Gaza aid foundation chief quits as further Israeli airstrikes kill dozens

Photo by Omar AL-QATTAA / AFP

The head of a US-backed foundation set to supply aid in Gaza quit unexpectedly on Sunday, a day before the group was due to begin operations, as an Israeli airstrike on a school building killed dozens of Palestinians sheltering inside.

Jake Wood, executive director of the Gaza Humanitarian Foundation for the past two months, said he resigned because it could not adhere "to the humanitarian principles of humanity, neutrality, impartiality and independence".

His departure underscores the confusion surrounding the foundation, which has been boycotted by the United Nations and the aid groups supplying aid to Gaza before Israel imposed a total blockade on the enclave in March.

The groups say the new system will undermine the principle that aid should be overseen by a neutral party. Israel, which floated a similar plan earlier this year, says it will not be involved in distributing aid but it had endorsed the plan and would provide security for it.

Last week, under growing international pressure, Israeli authorities allowed a trickle of aid into the Palestinian enclave but the few hundred trucks carried only a tiny fraction of the food needed by a population of 2 million at risk of famine after nearly three months of blockade.

The Gaza Humanitarian Foundation, which would use private contractors working under a broad Israeli security umbrella, said it would begin deliveries on Monday, with the aim of reaching one million Palestinians by the end of the week. "We plan to scale up rapidly to serve the full population in the weeks ahead," it said in a statement.

The Switzerland-registered foundation has been heavily criticised by the United Nations, whose officials have said the private company's aid distribution plans are insufficient for reaching the more than two million Gazans.

The new operation will rely on four major distribution centres in southern Gaza that will screen families for involvement with Hamas, potentially using facial recognition technology, according to aid officials.

But many details of how the operation will work remain unexplained, and it was not immediately clear whether aid groups that have refused to cooperate with the foundation would still be able to send in trucks.

Hamas condemned the new system, saying it would "replace order with chaos, enforce a policy of engineered starvation of Palestinian civilians, and use food as a weapon during wartime".

Israel says the system is aimed at separating aid from Hamas, which it accuses of stealing and using food to impose control over the population, a charge rejected by Hamas, which says it protects aid convoys from gangs of armed looters.

CONTINUED AIRSTRIKES

While the aid system is worked out, Israel has continued to carry out strikes across the densely populated Gaza Strip, killing at least 45 people on Monday, according to local health authorities.

In Gaza City, medics said, 30 Palestinians, including women and children who had been displaced by the 20-month war and were seeking shelter in a Gaza City school, were killed in an airstrike. 

Israel's military confirmed that it had targeted the school.
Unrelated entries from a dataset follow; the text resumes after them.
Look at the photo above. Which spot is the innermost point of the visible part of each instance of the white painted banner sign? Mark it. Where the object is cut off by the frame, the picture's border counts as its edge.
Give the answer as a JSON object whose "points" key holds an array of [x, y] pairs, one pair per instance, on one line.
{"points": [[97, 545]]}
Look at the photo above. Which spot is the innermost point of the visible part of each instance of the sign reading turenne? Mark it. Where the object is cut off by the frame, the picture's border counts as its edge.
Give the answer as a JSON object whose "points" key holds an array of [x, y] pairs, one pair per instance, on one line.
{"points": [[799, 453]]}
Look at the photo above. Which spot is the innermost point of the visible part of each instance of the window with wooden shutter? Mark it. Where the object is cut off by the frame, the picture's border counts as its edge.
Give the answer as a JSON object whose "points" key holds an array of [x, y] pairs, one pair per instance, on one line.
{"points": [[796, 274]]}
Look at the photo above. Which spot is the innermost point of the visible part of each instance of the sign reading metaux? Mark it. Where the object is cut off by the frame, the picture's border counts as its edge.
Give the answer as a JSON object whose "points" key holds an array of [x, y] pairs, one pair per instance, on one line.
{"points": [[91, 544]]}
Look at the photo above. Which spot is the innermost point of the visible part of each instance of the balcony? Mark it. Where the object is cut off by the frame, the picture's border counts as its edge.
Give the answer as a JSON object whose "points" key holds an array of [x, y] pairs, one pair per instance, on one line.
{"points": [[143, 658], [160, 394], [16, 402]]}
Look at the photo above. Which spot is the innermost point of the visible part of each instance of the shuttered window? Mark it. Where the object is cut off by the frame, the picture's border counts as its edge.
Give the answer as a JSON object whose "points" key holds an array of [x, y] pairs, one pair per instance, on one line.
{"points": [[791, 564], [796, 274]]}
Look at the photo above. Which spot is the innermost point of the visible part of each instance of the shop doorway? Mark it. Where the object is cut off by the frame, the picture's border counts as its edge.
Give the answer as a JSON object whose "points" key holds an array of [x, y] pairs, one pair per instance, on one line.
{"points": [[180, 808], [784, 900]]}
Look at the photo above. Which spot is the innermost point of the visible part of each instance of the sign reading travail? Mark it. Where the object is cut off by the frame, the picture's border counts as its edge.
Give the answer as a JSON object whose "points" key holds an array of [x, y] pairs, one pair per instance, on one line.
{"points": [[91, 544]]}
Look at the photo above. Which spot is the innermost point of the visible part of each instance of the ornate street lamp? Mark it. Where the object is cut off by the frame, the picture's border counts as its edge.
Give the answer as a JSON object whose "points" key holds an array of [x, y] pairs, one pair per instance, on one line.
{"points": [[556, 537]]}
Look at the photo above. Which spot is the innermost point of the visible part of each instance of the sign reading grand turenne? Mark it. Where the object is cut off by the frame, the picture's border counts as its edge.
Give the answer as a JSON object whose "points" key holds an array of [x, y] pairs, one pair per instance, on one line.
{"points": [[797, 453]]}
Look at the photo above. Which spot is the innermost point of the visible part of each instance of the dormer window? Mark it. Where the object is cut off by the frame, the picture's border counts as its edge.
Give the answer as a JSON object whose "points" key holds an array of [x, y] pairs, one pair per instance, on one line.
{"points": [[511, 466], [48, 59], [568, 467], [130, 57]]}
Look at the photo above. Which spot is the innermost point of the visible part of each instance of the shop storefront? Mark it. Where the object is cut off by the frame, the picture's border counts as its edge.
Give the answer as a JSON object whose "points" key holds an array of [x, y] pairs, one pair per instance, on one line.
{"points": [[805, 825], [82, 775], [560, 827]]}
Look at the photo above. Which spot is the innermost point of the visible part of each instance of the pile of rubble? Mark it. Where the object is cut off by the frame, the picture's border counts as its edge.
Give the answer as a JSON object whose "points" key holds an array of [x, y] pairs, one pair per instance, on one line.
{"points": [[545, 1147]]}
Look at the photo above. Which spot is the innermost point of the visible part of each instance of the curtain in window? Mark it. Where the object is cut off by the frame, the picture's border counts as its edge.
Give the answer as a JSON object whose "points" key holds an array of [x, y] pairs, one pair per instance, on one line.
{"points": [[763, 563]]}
It said that the building was being used as a centre by Hamas to plan and organise attacks, but did not provide evidence to prove that. 

On Monday, Chief of Staff Eyal Zamir said Hamas had lost many assets including its command and control infrastructure.

Another strike on a house in Jabalia, adjacent to Gaza City, killed at least 15 other people, medics said, taking Monday's death toll to 45.

Israel stepped up military operations in the enclave in early May, saying it is seeking to eliminate Hamas' military and governing capabilities and bring back remaining hostages who were seized in Hamas' cross-border attack in October 2023.

The campaign, which Prime Minister Benjamin Netanyahu has said will end with Israel in complete control of Gaza, has squeezed the population into an ever-narrowing zone in coastal areas and around the southern city of Khan Younis.

The Israeli campaign, triggered after Hamas fighters stormed Israeli communities on October 7, 2023, killing about 1,200 people, has devastated Gaza and pushed nearly all of its residents from their homes.

The offensive has killed more than 53,000 people in Gaza, many of them civilians, according to its health authorities.